BEATRICE: Although they are quite realistic spider gods. I mean, it is obvious that you have done your research into the anatomy and mating behavior of arachnids.

 

MARY: I’m not sure what that adds to the books.

 

CATHERINE: Because you’re not a writer.

 

As far as Catherine was concerned, autumn in England proved that if God did exist, He was an actively malevolent deity. Who else would have created all this rain? Although it was not raining today. Instead, water simply hung in the air as a curtain of gray mist, shifting so that sometimes she could see the landscape in front of her, and sometimes it was hidden from her eyes. Shrouded—yes, that was the word for it, the word she would use if she ever wrote a book about their experiences.

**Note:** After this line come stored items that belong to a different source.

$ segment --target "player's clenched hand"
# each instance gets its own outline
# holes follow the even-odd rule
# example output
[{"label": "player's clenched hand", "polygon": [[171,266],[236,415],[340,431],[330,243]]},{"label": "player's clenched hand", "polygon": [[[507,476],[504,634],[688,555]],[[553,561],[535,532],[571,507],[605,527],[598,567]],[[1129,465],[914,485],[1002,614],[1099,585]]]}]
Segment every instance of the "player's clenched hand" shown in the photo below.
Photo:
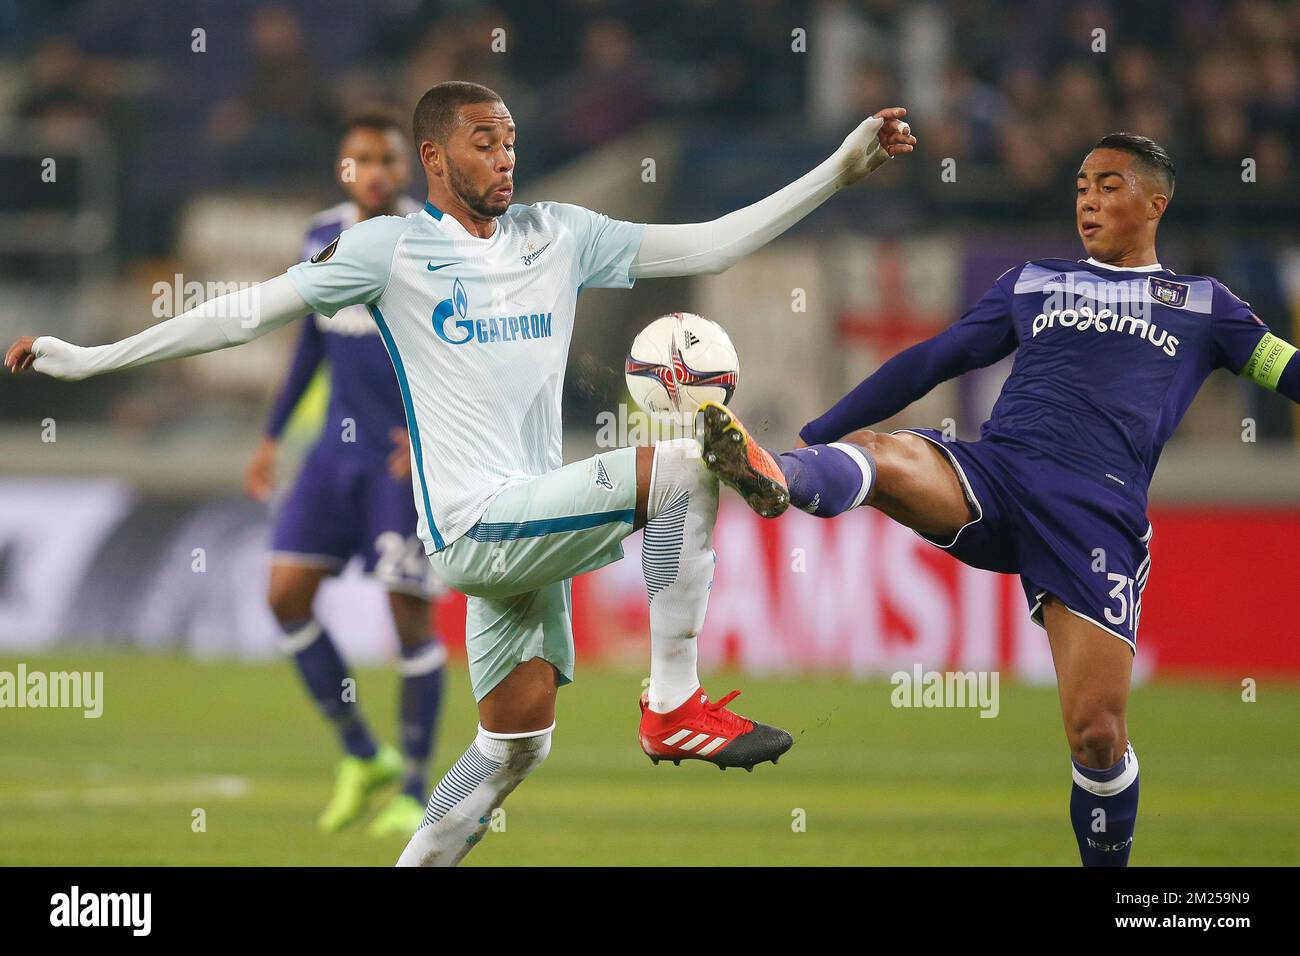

Although why should she? No one would ever believe it was a true account. Anyway, she was no Mary Shelley, merely a writer of stories for the popular press. The Mysteries of Astarte would be coming out soon. How would the public receive it? Would it be reviewed in The Guardian or St. James’s Gazette? She did not think so. To the important journals, it would be merely an adventure story. But then, it would bring pleasure to readers like Alice, who had been the first to say, “You really should write down that story about Astarte and the spider god, miss. It’s much better than the one I’ve been reading—see? The Curse of the Loathsome Worm. There’s a girl in it, Miss Penelope Tulkinghorn, but the Loathsome Worm has already killed her, and now it’s about how her fiancé and his best friend have to go down into the Worm’s lair. And I’m only on the third chapter! I guess the other ten chapters are about them hunting the Worm or something. Why do the girls always get killed? Astarte never gets killed—she just kills people. You should write that story. I would read it—and pay a penny for it, or even tuppence! Really I would.”

So Catherine had written it, and it had been serialized in Lippincott’s, and soon it would be published as a real book. She was filled with trepidation at the thought. No, the idea of writing about their experiences—hers, Mary’s, Diana’s, Beatrice’s, and Justine’s, was silly. Who would read such an account? Anyway, the others would never allow her to write it. They would not want their lives, their thoughts, exposed to the public.

MARY: And we still don’t. Really, Cat, you ought to listen to us when we tell you there are certain things we don’t want the general public to know. After all, these are our lives.

 

CATHERINE: Who is this we? You’re the only one who ever objects to anything. Diana says include more of her misadventures, Beatrice wants to make sure we address social issues, and Justine never objects to anything, no matter how personal.

 

JUSTINE: Forgive me, Mary, but I believe it is best for readers to understand the truth. Perhaps, in some way, they will see themselves in us and our experiences. That is what literature does, is it not?

 

MARY: If you call this literature! I mean, Catherine is a good writer—you’re a good writer, Cat, I’m not saying otherwise. But this isn’t Shakespeare or George Meredith!

 

CATHERINE: George Meredith is a bore. Anyway, since when have you been a literary critic? You’re just upset because I keep writing about things that you think are embarrassing.

 

MARY: Well, yes. There is that.

 

“I see a village,” said Diana.

“Where?” Catherine walked up to where Diana was standing, on a stile in a stone wall. Yes, there to their left was a village that had not been visible through the hedge. She could see stone houses with flowers growing out of the rough walls that surrounded them, along a street that wound uphill toward a church steeple visible above their slanted roofs. It was a small place, much smaller than Marazion, with none of the seaside shops or tearooms. She looked down at the map she and Mary had bought yesterday, and that Mrs. Davies had marked with an X for the location of Kyllion Keep. “There isn’t supposed to be a village between Marazion and the keep.”